En tout état de cause, il ne faudra pas ne pas exécuter immédiatement les jugements en réparation prononcés au profit des victimes à l’encontre de l’Etat dans les affaires portant sur des crimes graves internationaux et les violences sexuelles. De plus, le gouvernement devrait engager des consultations afin d’élaborer une stratégie nationale de réparations pour les crimes graves internationaux qui soit pérenne et efficace.

Justice pénale

Ce groupe veillera à l’élaboration d’une politique nationale pénale en matière de poursuites des crimes internationaux, ainsi qu’à l’adoption et mise en œuvre du projet de loi portant création de Chambres spécialisées au sein du système judiciaire national.
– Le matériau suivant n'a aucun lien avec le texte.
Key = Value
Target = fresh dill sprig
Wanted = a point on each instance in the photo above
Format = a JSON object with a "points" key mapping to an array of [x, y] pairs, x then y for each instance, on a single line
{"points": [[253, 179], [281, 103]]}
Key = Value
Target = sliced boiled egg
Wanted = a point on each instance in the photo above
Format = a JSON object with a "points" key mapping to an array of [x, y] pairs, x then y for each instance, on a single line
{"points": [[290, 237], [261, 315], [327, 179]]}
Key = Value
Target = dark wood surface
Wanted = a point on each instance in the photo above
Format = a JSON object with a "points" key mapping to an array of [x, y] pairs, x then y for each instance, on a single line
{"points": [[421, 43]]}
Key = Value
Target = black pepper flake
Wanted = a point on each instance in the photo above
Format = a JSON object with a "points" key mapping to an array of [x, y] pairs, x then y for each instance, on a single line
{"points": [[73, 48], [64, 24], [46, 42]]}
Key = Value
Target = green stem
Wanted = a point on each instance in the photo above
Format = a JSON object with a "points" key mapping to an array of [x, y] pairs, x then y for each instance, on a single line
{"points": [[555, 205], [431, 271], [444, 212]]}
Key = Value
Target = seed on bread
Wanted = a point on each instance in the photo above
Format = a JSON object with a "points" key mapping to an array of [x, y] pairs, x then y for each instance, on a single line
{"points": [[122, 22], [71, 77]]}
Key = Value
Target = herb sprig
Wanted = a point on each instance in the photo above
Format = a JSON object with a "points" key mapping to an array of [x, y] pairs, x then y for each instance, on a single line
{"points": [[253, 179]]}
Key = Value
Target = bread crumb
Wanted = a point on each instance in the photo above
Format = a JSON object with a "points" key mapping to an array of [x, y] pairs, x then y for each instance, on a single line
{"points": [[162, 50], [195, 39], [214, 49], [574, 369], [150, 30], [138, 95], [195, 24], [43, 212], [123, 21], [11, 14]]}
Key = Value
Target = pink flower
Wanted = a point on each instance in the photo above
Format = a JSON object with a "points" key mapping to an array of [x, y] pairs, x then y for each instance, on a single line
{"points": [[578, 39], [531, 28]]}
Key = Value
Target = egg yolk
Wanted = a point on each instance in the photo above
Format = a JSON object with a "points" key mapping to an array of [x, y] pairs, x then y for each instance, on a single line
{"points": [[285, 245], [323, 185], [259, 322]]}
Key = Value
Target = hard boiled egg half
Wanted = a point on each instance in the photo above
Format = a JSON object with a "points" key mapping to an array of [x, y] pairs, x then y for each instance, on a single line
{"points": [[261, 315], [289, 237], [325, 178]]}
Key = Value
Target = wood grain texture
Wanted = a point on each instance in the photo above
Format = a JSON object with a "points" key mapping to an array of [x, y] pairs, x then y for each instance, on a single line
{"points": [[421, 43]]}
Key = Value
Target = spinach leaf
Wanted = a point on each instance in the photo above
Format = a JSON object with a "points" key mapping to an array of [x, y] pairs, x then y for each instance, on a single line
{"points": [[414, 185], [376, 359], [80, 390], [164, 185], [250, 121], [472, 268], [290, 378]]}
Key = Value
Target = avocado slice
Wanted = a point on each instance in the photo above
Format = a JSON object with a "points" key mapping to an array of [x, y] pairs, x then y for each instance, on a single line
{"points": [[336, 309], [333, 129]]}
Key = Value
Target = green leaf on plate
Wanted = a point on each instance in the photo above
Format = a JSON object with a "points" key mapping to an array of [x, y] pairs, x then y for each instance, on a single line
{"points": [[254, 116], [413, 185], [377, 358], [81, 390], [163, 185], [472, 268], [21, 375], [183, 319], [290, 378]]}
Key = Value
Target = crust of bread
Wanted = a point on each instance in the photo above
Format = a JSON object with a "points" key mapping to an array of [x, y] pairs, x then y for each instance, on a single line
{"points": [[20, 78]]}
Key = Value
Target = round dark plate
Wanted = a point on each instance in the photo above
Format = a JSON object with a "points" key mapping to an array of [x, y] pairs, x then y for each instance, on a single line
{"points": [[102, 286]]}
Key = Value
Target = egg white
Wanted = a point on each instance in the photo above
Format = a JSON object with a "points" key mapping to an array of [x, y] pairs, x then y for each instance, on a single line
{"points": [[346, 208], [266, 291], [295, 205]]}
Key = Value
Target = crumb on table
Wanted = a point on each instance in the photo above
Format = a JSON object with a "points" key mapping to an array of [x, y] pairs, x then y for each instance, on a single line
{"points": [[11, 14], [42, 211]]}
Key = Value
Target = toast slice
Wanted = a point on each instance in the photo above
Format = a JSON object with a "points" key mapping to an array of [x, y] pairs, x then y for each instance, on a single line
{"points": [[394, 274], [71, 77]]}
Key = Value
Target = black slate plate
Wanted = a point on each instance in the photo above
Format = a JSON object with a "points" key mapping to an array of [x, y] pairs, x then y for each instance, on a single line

Planification, coordination, suivi des réformes et financement de la justice

Ici, il est question de créer un sous-groupe sur la complémentarité et la lutte contre l’impunité au sein du Groupe thématique Justice et Droits de l’Homme. Celui-ci réuinit le Ministère de la Justice et les bailleurs de fonds. Ce sous-groupe devrait se focaliser sur la coordination des activités visant à soutenir les poursuites pour les crimes les plus graves et les violences sexuelles afin de combler les lacunes et d’éviter les duplications d’efforts.

Le bureau de la CPI à Kinshasa pourrait aider à coordonner ce sous-groupe ; les bailleurs de fonds devraient privilégier la durabilité et la diversification des projets sur la lutte contre l’impunité pour les crimes les plus graves.